In other words, MySQL can use multiple-column indexes for queries that test all the columns in the index, or queries that test just the first column, the first two columns, the first three columns, and so on. If you specify the columns in the right order in the index definition, a single composite index can speed up several kinds of queries on the same table.
if you have a three-column index on (col1, col2, col3), you have indexed search capabilities on (col1), (col1, col2), and (col1, col2, col3)
ALTER TABLE users ADD INDEX index_status_category_email(status, category_id, email)
-- useful for
select * from users where status = 1;
select * from users where status = 1 and category_id = 3;
select * from users where status = 1 and category_id = 3 and email = "foo@bar.com";
-- NOT useful
select * from users where category_id = 3;
select * from users where category_id = 3 and email = "foo@bar.com";
In this case, MySQL won't be able to use the index on queries having an OR condition, even if the query contains lookup column and maintains the order of WHERE clause same as the index.
Therefore, it's recommended to avoid such OR conditions and consider splitting the query to two parts, combined with a UNION DISTINCT (or even better, UNION ALL, in case you know there won't be any duplicate results)
select status, category_id from users where status = 1
UNION ALL
select status, category_id from users where category_id = 3
-- index(status, category_id, email)
select * from users where status = 1 ORDER BY category_id
This will use the composite index for the WHERE clause.
If you think this will narrow down the records with the status having value as 1, sadly you now need to perform a sort on these resulting records to get them sorted by category_id.
This is because the index didn't sort the results by category_id in any meaningful way and ORDER BY clause lacks the lookup column.
This is known as a File Sort (some of you might have noticed this in an explain result). This happens because the index that we created failed to satisfy for the ORDER BY clause.
File Sort: A sort that occurs after the query; it requires fetching the data into a temporary buffer and sorting it before finally returning. This wouldn't have been needed if the data was already sorted by the index in the way you wanted.
select * from users where status = 1 ORDER BY status, category_id
This query can leverage the usage of the mentioned index because it qualifies for both the WHERE clause and ORDER BY clause.
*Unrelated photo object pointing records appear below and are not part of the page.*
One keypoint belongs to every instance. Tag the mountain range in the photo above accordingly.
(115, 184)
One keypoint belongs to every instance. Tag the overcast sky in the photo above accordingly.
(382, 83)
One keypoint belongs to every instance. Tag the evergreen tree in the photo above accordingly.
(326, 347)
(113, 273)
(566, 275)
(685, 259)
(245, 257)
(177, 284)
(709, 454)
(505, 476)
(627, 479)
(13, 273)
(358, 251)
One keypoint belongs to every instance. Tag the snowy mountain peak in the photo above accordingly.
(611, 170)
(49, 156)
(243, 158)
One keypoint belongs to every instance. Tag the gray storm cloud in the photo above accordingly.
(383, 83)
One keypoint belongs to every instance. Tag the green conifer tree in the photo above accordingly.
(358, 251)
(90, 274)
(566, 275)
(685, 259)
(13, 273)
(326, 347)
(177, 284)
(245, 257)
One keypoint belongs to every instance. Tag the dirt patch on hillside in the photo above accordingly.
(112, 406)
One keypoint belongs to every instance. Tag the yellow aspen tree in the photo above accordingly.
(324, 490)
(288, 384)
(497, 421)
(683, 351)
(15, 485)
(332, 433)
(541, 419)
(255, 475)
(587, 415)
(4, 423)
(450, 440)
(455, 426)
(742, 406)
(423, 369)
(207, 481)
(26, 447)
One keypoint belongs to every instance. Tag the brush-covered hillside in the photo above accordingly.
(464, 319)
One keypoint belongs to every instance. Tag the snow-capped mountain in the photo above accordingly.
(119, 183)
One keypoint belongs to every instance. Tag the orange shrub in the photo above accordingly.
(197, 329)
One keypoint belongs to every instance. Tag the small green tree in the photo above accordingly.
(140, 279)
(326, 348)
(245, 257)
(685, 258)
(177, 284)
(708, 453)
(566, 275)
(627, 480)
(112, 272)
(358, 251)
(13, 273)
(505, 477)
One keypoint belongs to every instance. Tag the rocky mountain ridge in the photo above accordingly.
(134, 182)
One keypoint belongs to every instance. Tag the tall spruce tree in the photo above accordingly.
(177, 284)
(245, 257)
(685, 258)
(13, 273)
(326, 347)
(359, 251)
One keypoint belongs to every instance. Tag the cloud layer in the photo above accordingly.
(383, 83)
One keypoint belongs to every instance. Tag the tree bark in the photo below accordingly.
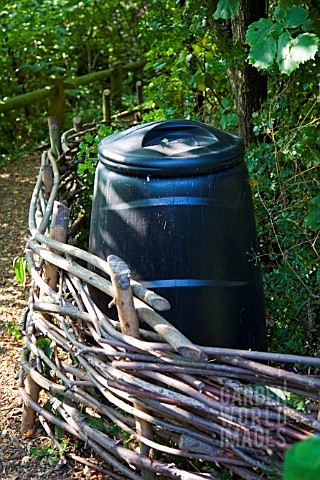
(248, 84)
The same is also applicable to GROUP BY statements. if you run the following query with the composite index on (status, category_id, email):
select * from users where status = 1 GROUP BY category_id
The records are already sorted by status, category_id and email. This allows you to quickly filter down all the records with status = 1. After these results are returned they are also then sorted based on category_id since the index orders the rows differently than required in the query.
You should have indexes on all the columns used in the JOIN clauses. i.e, columns on each side of ON clause of a join must be indexed.